Uno de los proyectos más famosos es el “SETI”, del inglés Search for Extra Terrestrial Intelligence, que tratan de encontrar vida extraterrestre inteligente, ya sea por medio del análisis de señales electromagnéticas capturadas por radiotelescopios, o bien enviando mensajes de distinta naturaleza al espacio con la esperanza de que alguno de ellos sea contestado.

A la fecha no se ha detectado ninguna señal de claro origen extraterrestre. Por lo que pareciera que la forma más viable para ver si existe vida extraterrestre avanzada, es valiéndose de los métodos numéricos. Para el verano de 2018, un equipo de investigadores de la Universidad de Oxford liderados por Anders Sandberg, elaboraron un modelo matemático que arrojaba un resultado muy bajo de posibilidades sobre la existencia de vida inteligente en el universo, aparte de la desarrollada en la Tierra. Los autores estimaron que hasta un 99.6% de probabilidad de que estemos solos en la Vía Láctea y hasta un 85% de que estemos solos en el universo observable.

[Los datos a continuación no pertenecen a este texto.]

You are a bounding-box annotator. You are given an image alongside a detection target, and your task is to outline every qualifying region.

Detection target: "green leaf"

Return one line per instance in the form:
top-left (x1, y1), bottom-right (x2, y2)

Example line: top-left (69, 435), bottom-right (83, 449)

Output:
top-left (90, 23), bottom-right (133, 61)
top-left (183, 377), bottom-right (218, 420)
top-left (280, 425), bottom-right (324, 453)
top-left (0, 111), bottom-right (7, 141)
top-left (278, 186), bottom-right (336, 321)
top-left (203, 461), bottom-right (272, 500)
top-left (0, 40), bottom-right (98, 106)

Las conclusiones de estos investigadores fueron como un portazo en la cara para los entusiastas de la creencia de vida extraterrestre avanzada y aunque el equipo utilizó métodos probabilísticos más sofisticados y precisos dentro de la ecuación de Drake, examinaron cuanto tiempo tardó la vida en evolucionar en la Tierra y que tan probable fue cada paso, que al final no dejan de ser números estadísticos de la evidencia experimental. Ninguna cantidad de análisis probabilístico sofisticado puede justificar tratar las conjeturas como si tuvieran algún tipo de peso científico 100% comprobable.